Выбрать главу

Но в одном отношении сходились все, а именно в признании отсутствия государственного опыта у завтрашнего руководителя судьбами России. Неудивительно, что будущее представлялось при таких условиях столь же непредвиденным, сколь смутным. Об опасениях, господствовавших в этом отношении среди лиц правящего синклита, я лично имел случай судить по словам, сказанным мне в это самое 20 октября 1894 г. управлявшим Морским министерством Н.М.Чихачевым. Передавая ему письмо моего отца, привезенное мною из Варшавы, откуда я в этот самый день приехал, я, естественно, первым делом спросил его, какие вести из Ливадии. «Самые плохие, — ответил мне Чихачев, — надежды на выздоровление нет никакой, и, по всей вероятности, кончина государя уже последовала». «Передайте вашему отцу, — добавил Чихачев, — что будущее представляется нам здесь чрезвычайно смутным. Наследник — совершенный ребенок, не имеющий ни опыта, ни знаний, ни даже склонности к изучению широких государственных вопросов. Наклонности его продолжают быть определенно детскими, и во что они превратятся, сказать невоз — можно. Военная строевая служба — вот пока единственно, что его интересует. Руль государственного корабля выпал из твердых рук опытного кормчего, и ничьи другие руки в течение, по всей вероятности, продолжительного времени им не овладеют. Куда при таких условиях направит свой курс государственный корабль — Бог весть».

Предположение Чихачева, что кончина государя уже последовала, оправдалось. В этот же день часам к девяти вечера появились экстренные прибавления к газетам, извещавшие о кончине Александра III. Вышли они как раз ко времени отхода с Николаевского вокзала курьерского поезда в Москву и вызвали такое волнение, что пассажиры того вагона, в котором уезжал и я, безразлично — знакомые и незнакомые, невольно вступили в общую беседу, обмениваясь мнениями по поводу происшедшего крупнейшего для государства события. При этом господствовавшая нота почти у всех была одна и та же: «Что-то будет, что-то будет».

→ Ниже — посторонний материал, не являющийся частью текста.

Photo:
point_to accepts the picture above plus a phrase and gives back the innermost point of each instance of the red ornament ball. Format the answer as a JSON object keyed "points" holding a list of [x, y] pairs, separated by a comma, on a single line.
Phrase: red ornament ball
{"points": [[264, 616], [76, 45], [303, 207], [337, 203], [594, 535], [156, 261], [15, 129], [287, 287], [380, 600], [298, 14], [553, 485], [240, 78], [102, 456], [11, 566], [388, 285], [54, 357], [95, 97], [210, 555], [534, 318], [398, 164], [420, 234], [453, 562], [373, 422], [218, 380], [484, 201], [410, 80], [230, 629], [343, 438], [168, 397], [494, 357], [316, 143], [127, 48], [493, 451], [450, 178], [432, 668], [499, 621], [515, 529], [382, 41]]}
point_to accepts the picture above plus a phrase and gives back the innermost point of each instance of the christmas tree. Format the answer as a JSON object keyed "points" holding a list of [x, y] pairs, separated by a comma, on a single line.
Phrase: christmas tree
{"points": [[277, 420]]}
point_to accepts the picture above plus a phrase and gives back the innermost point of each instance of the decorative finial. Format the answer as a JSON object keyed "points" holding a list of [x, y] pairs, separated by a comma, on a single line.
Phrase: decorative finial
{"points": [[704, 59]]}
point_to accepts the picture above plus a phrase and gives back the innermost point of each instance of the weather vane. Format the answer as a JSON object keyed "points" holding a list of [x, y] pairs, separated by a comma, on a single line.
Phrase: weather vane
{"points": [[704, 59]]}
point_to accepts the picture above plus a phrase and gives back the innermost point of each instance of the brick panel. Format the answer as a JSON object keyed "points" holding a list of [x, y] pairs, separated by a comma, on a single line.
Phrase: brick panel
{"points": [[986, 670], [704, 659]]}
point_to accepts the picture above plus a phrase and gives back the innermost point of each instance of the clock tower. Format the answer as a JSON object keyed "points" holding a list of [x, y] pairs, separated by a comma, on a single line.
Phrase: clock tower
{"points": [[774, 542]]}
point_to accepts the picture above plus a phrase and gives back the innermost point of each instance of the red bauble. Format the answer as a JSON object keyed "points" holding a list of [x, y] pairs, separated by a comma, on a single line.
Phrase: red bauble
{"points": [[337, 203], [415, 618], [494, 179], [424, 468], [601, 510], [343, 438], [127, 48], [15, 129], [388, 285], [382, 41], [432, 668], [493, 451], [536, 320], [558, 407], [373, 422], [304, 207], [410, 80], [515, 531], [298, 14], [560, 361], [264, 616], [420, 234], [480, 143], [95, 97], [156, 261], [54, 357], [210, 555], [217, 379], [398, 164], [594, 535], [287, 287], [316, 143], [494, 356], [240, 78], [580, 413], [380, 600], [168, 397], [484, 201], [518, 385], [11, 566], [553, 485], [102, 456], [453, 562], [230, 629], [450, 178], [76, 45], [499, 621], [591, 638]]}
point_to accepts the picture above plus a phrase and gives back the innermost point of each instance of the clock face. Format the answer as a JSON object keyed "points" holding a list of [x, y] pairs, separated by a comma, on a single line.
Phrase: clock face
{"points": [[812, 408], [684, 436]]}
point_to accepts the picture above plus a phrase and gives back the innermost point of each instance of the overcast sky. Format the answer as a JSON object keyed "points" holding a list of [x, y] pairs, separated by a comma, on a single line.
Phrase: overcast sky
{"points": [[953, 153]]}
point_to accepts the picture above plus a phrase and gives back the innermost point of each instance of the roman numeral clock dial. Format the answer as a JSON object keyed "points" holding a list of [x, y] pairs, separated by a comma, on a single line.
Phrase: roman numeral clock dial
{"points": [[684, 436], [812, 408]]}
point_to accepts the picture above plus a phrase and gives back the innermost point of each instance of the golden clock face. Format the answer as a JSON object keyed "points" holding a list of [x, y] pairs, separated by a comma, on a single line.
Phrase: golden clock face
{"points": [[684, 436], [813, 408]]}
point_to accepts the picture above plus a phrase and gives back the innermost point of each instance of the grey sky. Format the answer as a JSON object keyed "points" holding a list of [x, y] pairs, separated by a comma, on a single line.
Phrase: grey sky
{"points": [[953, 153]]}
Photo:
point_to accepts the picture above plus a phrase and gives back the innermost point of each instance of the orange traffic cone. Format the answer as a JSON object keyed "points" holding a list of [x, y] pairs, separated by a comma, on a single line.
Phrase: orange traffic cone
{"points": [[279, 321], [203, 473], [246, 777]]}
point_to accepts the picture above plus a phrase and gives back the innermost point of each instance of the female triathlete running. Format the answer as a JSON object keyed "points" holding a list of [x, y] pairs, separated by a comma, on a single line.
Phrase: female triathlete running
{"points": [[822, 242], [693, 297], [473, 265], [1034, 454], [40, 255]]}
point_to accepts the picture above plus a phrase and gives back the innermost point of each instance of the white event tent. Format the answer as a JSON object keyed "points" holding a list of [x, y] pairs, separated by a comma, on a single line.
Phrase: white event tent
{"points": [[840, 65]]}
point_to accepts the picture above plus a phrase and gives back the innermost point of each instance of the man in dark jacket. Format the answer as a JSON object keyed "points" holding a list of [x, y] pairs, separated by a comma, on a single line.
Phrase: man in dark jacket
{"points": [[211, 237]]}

Наружный вид Москвы по приезде на другой день в первопрестольную столицу меня чрезвычайно удивил. После того всеобщего волнения, которого я был свидетелем в Петербурге, Москва поражала своим спокойным видом и, казалось, равнодушием к перемене царствования. В храмах, конечно, шли панихиды по усопшем царе, раздавался, вероятно, и траурный перезвон, но людских скоплений у церквей видно не было, и уличная толпа ничем не выказывала того волнения, которым был охвачен Петербург.

Толпа эта была обычная, деловая, спешившая, каждый по своему делу и ни в чем не выказывавшая озабоченности за будущее. Не увидал я и особенного волнения по поводу смены царствования и в среде московского поместного дворянского общества, уже сильно к тому времени поредевшего, но все еще дававшего тон московской культурной общественности. Невольно припомнил я то, чего был свидетелем в той же Москве за тринадцать лет перед тем, а именно 2 марта 1881 г., когда было получено известие об убийстве Александра II. Тогда Москва представляла растревоженный улей, где все повседневные заботы сразу куда-то отошли, где мысли всех и каждого, как в гуще населения, так и в общественных кругах, были прикованы к вопросам общенародного значения. Резкая разница между настроениями Петербурга и Москвы в октябрьский день 1894 г. бросалась в глаза всякого сколько- нибудь наблюдательного человека. Бюрократический Петербург, быть может вследствие большей связанности личных интересов многих его жителей с возможными переменами в личном составе правительства, выявлял определенно большую зрелость политической мысли, нежели все больше превращавшаяся в торгово — промышленный центр Москва. Ушедшая в преследование своих личных утилитарных интересов, Москва проявляла явные признаки утраты присущих здоровому национальному организму государственных инстинктов, причем, очевидно, не постигала она и тесной зависимости частных интересов от того или иного общего состояния государства.